When students arrive on campus — at staggered intervals — they will also be required to sequester for seven or more days. That will mean “minimizing all in-person interactions among students, faculty and staff, on and off-campus.” Students would be allowed to leave their dorms “only to participate in essential activities (e.g., to eat, to purchase necessities, participate in low-risk outdoor recreational activities, or obtain health care services).”

At the same time, administrators warned that the situation remains “very fluid” and “accordingly, our plans continue to evolve and are subject to change.”

Also on Friday, UC Davis announced what it calls a “unique multidisciplinary approach” to screening for Covid-19 on campus this fall.

The plan is to create its own system to screen all staff and students on a “consistent ongoing basis,” and to get results in much less than the seven to 10 days it normally takes at federally certified labs, as well as to set in place a robust contact tracing system. The plan involves getting saliva samples, beginning with students in residence halls, but then expanding it not only to the entire campus, but to the Davis community as well.

Pending getting federal certification, the university intends to use an approach developed by the agricultural genetics industry, in which UC Davis has been a leader for decades.

“It has much the same biochemistry as other tests but does not depend on proprietary reagents that are in limited supply, and uses an innovative low-volume, high-throughput format borrowed from the agricultural genetics industry,” said Richard Michelmore, director of the UC Davis Genome Center, where the screening will be carried out.

To that end, the center has ordered a machine ­— called the IntelliQube — that is able to process thousands of samples a day and should arrive in a couple of weeks.

At the same time it is figuring out how to fend off the virus, the campus is also having to respond to the fires in surrounding areas. Fires roared into the Quail Ridge Reserve, a university field research station a 45-minute drive west of the campus, and destroyed the director’s house, as well as tent cabins and a university pickup truck. Other facilities on the reserve were untouched, however. Other university reserves may also be threatened, but all university personnel are believed to be safe.
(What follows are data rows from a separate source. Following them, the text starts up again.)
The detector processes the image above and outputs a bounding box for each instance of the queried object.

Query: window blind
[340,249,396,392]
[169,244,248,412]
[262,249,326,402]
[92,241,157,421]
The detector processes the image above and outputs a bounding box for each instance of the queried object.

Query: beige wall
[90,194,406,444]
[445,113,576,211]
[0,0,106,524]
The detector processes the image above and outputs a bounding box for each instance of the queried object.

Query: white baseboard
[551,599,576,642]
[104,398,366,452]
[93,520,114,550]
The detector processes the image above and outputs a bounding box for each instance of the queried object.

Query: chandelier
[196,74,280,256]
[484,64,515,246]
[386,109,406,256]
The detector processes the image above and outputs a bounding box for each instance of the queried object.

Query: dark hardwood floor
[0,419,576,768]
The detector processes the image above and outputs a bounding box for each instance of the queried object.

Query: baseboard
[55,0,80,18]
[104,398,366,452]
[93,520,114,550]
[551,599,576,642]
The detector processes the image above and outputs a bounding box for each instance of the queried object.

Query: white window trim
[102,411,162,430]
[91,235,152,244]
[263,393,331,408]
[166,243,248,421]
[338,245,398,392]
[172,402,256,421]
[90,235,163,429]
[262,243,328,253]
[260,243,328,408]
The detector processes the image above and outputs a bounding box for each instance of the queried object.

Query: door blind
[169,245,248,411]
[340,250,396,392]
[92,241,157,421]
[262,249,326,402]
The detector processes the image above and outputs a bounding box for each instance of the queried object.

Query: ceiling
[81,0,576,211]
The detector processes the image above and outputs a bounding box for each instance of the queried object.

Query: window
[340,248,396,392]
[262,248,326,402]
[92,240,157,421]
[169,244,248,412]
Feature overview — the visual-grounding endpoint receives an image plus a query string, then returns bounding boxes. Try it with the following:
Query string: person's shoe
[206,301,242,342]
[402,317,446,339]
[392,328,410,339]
The School of Veterinary Medicine’s Veterinary Response Team has also been mobilized to help treat animals injured by the fire, including a horse that was burned in the fire and has been brought to the campus.

“We are now confronted by another crisis in 2020: wildfires tearing through the countryside and encroaching on cities and towns and suburbs” wrote UC Davis Chancellor Gary May in an online message. “And we Aggies are stepping up again, as we always do.”